In lots of old books I’ve read, calling somebody a scoundrel was a grave insult. The meaning seems to have softened slightly over the years, and is now on a par with being called a thug or hooligan. (Not that it’s good to be called those things even now.)
Agreed, I typically see “apace” following the word “proceed”: “Proceed apace to the governer’s office.”
Likewise, this is a scenario where I’ve typically seen the word “abreast” used.
ETA: Or simply “pace”, without the “a-” prefix: “we need to keep pace with the technology”.
In my hometown, “apace” was how much pie you would get after supper.
[paranoid, solipsistic git]
Which, pronounced PAY-see, PAW-chay, or PAW-kay, is also a preposition meaning “contrary to the opinion of (used with deference).” As I never encountered this word before 1991, I am of the firm opinion it was coined during my junior year in college simply to fuck with my head, and that the OED and other such resources were fiddled with to maintain the illusion. See also flammable, postpositive, and Merovingian.

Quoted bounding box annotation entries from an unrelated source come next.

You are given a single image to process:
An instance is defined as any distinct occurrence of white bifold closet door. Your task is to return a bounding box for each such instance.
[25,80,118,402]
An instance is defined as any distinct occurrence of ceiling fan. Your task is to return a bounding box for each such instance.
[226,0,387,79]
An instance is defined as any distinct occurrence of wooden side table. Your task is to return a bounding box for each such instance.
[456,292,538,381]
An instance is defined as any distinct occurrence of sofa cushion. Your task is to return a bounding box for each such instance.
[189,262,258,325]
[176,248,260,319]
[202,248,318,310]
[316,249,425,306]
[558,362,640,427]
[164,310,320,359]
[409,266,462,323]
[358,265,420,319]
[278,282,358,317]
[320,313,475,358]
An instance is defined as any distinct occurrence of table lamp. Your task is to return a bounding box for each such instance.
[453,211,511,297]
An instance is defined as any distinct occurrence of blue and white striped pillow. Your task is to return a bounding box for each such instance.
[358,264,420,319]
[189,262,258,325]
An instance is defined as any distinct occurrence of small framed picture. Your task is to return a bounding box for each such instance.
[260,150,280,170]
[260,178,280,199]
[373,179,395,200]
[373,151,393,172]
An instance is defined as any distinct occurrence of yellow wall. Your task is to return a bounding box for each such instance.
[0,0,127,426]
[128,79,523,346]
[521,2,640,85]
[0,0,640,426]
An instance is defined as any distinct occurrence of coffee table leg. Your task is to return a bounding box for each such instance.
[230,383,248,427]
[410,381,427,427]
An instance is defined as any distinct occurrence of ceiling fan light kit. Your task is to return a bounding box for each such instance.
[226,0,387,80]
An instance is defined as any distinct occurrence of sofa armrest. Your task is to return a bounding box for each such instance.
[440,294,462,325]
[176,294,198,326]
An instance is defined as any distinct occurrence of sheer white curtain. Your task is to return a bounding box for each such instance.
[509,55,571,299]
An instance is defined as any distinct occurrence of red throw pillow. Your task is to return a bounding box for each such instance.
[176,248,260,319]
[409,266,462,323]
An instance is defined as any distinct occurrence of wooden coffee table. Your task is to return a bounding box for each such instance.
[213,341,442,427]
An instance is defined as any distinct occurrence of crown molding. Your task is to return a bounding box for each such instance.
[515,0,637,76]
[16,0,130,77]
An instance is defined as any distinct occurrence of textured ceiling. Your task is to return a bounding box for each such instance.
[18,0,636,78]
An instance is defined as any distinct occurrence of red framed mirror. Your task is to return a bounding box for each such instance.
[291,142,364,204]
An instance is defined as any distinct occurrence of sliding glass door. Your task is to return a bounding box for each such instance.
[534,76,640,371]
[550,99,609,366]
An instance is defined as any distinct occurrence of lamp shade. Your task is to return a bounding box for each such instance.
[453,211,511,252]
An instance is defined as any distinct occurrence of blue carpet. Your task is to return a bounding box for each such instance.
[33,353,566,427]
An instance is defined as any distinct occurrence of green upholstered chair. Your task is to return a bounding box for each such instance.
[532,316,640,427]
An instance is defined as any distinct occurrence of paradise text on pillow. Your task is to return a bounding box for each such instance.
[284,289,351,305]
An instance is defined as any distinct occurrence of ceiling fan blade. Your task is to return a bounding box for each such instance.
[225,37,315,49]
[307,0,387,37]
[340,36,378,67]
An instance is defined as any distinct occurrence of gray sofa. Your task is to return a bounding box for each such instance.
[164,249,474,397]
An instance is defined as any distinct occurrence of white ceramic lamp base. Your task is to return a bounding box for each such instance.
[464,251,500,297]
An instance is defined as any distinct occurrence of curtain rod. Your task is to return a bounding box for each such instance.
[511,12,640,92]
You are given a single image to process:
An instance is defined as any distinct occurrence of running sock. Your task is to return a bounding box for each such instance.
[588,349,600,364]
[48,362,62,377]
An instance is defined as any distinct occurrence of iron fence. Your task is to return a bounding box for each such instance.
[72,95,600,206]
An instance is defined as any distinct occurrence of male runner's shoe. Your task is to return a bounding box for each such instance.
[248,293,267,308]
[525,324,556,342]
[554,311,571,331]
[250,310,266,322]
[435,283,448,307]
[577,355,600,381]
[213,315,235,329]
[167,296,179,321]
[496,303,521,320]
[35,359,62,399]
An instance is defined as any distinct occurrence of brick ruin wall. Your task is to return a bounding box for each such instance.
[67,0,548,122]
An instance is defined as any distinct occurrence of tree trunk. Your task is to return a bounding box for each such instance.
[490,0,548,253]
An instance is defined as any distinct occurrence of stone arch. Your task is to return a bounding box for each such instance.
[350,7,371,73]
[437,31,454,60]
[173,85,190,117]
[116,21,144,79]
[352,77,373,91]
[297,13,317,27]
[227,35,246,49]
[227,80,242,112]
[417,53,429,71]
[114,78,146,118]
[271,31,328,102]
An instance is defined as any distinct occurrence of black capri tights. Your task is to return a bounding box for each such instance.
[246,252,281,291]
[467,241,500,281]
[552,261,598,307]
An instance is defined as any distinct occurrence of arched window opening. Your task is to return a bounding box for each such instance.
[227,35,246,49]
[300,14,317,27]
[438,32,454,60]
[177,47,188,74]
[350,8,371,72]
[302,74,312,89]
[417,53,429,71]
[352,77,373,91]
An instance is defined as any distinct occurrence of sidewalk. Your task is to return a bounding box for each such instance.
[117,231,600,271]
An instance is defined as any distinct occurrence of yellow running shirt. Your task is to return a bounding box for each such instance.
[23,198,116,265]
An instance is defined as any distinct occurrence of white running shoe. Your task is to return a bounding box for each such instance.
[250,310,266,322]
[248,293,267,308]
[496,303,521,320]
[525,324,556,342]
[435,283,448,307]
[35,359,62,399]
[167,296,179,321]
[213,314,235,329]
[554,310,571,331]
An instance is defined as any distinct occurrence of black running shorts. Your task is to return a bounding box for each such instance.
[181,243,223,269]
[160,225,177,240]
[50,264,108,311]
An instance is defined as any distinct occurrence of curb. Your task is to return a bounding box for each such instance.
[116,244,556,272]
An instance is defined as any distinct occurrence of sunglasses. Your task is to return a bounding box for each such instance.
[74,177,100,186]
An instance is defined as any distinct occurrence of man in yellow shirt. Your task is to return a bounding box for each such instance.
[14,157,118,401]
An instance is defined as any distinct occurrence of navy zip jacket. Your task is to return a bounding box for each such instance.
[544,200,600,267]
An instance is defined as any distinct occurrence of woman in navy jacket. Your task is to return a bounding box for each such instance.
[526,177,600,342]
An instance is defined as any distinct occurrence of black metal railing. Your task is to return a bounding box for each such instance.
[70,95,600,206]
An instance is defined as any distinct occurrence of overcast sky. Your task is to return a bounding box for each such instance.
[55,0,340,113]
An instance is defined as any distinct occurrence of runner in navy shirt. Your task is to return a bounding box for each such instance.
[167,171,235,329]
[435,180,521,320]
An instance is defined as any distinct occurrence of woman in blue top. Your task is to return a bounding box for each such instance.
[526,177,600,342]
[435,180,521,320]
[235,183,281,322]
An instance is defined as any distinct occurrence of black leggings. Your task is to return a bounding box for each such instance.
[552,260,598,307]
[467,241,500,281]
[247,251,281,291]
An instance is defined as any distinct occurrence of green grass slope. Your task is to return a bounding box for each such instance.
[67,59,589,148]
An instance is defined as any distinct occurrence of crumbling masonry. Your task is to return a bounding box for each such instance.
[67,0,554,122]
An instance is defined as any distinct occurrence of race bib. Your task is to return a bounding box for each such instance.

[/paranoid solipsistic git]
I’d say it’s on the border between outdated and archaic. These days, it’s more likely that someone would be amused by your Ye Olde Timey choice of insults, than that they would be offended by it.
In “Requiem for a Heavyweight,” Mickey Rooney levels an angry blast at Maish, calling him in the most contemptuous way possible, a “fink.” In a more recent film, we might expect to hear SOB or MF, but I guess that’s the best they could get away with in those days.
Yeah, and scoundrel these days has a connotation of charm about it. We expect the speaker to smile indulgently while referring to the scoundrel.
Like that great romp flick “Dirty, Rotten, Scoundrels.” A personal favorite.
Have you found your penis yet?
ETA: By the way, you were my inspiration for my user name.
Way to hurt a guy, EP.
In L. M. Montgomery’s Anne of the Island (the second sequel to* Anne of Green Gables)* Anne goes to college. The author refers to freshmen (a word she uses sparingly) as “freshies” (male) and “freshettes” (female).
That might just be Canadian rather than old-timey; I heard the word “freshies” used to refer to freshmen circa 1990, for instance.
I said months down the road. It’s something I’ll just have to run across when looking through stories.
Another jarring term (for me): the word “lover” used to mean something like “suitor” or “wooer” or even “fiancé”.
Which reminds me - does anybody use the word “frosh” any more to refer to a freshman?
Yes. First week in most Canadian universities is known as ‘Frosh Week’.
At my alma mater (New Mexico State University, late 1980s & early 1990s), “frosh” was used by the school newspaper as an abbreviation. Usually plural.
I always got weird looks when I used it. At my school the culture was to say first year anyway.
Another thing from the Anne of Green Gables books (that I bet isn’t just a Canadian thing, at least not anymore) is that adult married women, with the exception of family members and extremely close friends, are referred to as “Mrs. Harmon Andrews”, “Mrs. Eben Wright”, etc. That is, by their husbands’ names. Not just formally in writing, but in conversation. “Mrs. Eben Wright told me…” etc.
Back to “apace”, I just coincidentally came across this in a history of Sumeria, published in, I think, 1963:
“With this new insight into the Babylonian script, the decipherment could go on apace.”
The context is that figuring out how Sumerian writing worked had been going very slowly, until some discoveries about how Babylonian writing worked provided insight into how the Sumerian worked. After that, figuring out Sumerian went more quickly, or “apace”.
Both of these are in regular use in English English. Indeed, I’ve never heard of apace meaning “walking together.”